Fast median filtering algorithm for digital image processing

Median filtering algorithm for fast median filtering algorithm:

In image processing, a certain degree of noise reduction is usually required before further processing such as edge detection. Median filtering is a nonlinear digital filter technique that is often used to remove noise from images or other signals. The idea is to check the sample in the input signal and determine whether it represents the signal, which is achieved using an observation window consisting of an odd number of samples. The values in the Watch window are sorted, and the median value in the middle of the view is used as the output. Then, discard the earliest values, get a new sample, and repeat the calculation above. Median filtering is a common step in image processing, which is particularly useful for speckle noise and salt and pepper noise. Saving Edge features makes it useful in situations where you don't want edges to blur.

　　　　　　To demonstrate the working process of the median filter, we add the following array to Observation window 3, repeating the value of the boundary:

x = [2 80 6 3]

Y[1] = median[2 2 80] = 2
Y[2] = median[2 6] = median[2 6 80] = 6
Y[3] = median[80 6 3] = median[3 6 80] = 6
Y[4] = median[6 3 3] = median[3 3 6] = 3

So
y = [2 6 6 3]

Where Y is the median filter output of x.

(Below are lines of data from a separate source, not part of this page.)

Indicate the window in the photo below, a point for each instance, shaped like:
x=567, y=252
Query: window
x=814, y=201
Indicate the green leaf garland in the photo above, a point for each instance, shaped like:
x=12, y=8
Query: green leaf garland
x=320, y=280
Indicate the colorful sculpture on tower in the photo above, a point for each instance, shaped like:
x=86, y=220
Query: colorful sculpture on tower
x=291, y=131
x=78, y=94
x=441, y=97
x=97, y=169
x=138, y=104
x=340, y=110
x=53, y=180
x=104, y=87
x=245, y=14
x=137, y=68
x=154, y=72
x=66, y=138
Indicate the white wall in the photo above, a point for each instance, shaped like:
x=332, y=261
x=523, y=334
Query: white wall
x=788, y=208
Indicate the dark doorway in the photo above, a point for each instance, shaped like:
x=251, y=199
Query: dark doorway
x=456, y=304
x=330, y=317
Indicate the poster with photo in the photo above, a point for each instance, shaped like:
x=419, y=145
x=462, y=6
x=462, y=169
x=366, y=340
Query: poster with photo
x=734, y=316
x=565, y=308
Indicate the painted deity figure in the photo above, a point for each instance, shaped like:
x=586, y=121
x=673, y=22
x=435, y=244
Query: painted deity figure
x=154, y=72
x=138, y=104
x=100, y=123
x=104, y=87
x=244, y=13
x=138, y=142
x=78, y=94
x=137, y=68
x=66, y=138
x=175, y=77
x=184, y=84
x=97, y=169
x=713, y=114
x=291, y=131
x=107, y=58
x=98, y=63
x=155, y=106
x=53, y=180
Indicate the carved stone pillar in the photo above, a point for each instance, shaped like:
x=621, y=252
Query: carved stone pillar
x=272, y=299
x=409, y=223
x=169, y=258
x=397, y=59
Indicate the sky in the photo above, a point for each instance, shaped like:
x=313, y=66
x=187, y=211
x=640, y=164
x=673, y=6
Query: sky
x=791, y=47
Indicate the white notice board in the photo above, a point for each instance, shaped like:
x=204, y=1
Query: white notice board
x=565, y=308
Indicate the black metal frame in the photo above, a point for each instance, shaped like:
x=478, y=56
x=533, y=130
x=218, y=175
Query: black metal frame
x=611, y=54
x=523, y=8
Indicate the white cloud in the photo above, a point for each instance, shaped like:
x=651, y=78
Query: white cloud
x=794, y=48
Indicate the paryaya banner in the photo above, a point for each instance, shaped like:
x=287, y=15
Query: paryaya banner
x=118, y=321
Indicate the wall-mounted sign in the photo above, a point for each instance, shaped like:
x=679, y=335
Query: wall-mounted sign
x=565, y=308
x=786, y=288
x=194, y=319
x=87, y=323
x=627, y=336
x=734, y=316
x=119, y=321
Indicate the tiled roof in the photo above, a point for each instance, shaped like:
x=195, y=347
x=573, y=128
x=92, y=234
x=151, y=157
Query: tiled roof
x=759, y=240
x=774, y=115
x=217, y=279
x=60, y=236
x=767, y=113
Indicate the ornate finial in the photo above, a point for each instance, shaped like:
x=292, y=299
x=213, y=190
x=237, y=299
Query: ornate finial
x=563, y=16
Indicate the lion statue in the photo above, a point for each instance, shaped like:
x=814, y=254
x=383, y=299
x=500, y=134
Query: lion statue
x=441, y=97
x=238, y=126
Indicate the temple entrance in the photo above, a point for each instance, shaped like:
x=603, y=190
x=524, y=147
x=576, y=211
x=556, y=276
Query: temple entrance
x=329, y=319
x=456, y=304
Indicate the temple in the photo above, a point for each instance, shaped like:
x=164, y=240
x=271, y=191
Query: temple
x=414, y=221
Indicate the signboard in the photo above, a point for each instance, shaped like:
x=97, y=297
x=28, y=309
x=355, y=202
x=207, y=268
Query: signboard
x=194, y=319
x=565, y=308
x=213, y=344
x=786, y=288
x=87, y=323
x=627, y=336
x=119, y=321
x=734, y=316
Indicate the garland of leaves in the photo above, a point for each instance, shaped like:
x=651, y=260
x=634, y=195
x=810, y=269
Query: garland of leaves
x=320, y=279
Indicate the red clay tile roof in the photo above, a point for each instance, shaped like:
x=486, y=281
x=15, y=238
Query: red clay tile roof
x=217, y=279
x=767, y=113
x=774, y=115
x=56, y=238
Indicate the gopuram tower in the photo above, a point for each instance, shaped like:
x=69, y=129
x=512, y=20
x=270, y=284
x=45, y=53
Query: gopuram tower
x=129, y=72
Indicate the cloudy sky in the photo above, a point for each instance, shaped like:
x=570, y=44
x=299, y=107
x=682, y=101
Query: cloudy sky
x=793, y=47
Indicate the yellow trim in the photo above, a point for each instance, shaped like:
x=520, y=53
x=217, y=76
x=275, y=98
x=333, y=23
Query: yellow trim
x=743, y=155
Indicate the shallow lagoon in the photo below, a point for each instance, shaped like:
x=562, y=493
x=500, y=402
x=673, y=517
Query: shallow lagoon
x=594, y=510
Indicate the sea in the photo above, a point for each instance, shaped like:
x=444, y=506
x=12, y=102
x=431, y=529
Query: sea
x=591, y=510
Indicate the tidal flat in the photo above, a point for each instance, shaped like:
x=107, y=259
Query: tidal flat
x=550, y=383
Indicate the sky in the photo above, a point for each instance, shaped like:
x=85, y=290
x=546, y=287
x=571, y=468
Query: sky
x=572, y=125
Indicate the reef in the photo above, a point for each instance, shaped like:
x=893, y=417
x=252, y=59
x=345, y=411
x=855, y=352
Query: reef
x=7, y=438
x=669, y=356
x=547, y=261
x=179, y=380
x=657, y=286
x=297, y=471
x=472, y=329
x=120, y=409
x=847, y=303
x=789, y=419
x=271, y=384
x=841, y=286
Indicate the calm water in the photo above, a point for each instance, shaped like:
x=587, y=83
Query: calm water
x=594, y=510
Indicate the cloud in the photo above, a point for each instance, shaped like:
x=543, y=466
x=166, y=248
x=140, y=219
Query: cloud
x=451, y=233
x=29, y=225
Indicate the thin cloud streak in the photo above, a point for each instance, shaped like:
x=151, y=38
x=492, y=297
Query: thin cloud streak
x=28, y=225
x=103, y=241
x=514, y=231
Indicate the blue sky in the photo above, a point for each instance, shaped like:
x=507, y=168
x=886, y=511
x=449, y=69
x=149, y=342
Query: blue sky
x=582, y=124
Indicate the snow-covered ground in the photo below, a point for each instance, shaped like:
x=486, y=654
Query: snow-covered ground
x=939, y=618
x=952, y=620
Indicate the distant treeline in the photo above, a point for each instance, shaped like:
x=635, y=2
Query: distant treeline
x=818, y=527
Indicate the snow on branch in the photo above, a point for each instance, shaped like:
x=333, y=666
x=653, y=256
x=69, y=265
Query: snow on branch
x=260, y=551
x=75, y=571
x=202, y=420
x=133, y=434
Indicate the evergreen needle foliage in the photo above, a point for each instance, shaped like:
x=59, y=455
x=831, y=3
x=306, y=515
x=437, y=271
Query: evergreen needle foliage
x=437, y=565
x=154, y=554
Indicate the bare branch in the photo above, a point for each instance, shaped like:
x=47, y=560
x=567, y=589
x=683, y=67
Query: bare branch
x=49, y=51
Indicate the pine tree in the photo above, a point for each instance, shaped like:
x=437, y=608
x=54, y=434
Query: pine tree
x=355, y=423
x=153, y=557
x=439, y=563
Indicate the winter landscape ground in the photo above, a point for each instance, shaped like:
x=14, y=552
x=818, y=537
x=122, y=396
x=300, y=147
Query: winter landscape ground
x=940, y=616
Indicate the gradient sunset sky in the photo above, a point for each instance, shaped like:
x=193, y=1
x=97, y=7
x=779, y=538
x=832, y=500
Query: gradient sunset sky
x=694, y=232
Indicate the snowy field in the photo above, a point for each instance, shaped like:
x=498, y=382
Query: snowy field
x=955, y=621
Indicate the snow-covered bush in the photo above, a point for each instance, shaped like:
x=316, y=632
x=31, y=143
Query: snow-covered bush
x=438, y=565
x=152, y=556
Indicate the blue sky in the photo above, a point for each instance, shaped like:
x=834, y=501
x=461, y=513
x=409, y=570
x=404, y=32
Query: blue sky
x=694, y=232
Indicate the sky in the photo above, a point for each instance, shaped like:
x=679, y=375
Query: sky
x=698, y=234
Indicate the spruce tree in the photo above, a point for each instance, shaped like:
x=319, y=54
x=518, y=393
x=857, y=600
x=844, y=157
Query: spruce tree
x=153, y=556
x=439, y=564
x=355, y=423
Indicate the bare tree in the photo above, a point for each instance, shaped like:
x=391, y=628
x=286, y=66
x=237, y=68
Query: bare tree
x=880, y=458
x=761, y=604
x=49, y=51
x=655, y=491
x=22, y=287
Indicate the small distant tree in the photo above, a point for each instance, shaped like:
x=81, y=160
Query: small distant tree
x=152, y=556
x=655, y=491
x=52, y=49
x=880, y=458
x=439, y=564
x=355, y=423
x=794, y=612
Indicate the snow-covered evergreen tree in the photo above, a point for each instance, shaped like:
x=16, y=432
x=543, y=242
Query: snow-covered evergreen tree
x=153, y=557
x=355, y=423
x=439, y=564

Common median filtering algorithm pseudo-code:

Input:image X of size m*n, kernel radius r.

Output:image Y as X.

For i = R to M-r do

For j = R-N-r do

Initialize list a[]

For a = I-r to I+r

For b = J-r to J+r

Add X (A, B) to a[]

End

End

Sort a[] Then Y (i, j) = A[a.size/2]

End

End

Before processing: after processing:

However, the complexity of the above algorithm is O (R2).

OPENCV Implementation code:

#include"cv.h"#include"highgui.h"#include<iostream>using namespacestd;using namespaceCV;intMainintargcChar*argv[]) {Mat src= Imread ("beauty.jpg");        Mat DST; //the parameters are written sequentially//Gaussian filter//src: Input image//DST: Output image//size (5,5) template sizes, odd//x-Directional Variance//y-Directional VarianceGaussianblur (Src,dst,size (5,5),0,0); Imwrite ("gauss.jpg", DST); //Median filter//src: Input image//DST:: Output image//template width, oddMedianblur (SRC,DST,3); Imwrite ("med.jpg", DST); //mean value filter//src: Input image//DST: Output image//Template Size//Point ( -1,-1): The location of the smoothed points, the center of the core for negative valuesBlur (Src,dst,size (3,3), point (-1,-1)); Imwrite ("mean.jpg", DST); //Bilateral filtering//src: Input image//DST: Entering images//Filter Template Radius//color space Standard deviation//standard deviation of coordinate spaceBilateralfilter (SRC,DST,5,10.0,2.0);//There is no effect of filtering here, do not understandImwrite ("bil.jpg", DST);        Waitkey (); return 0;}

View CodeFast median filtering algorithm: O (r) Complexity Huang algorithm: <a fast two-dimensional Median Filtering algorithm>

The core of this code is to maintain a kernel histogram that allows for fast reading and deletion of pixel values in the scanned area.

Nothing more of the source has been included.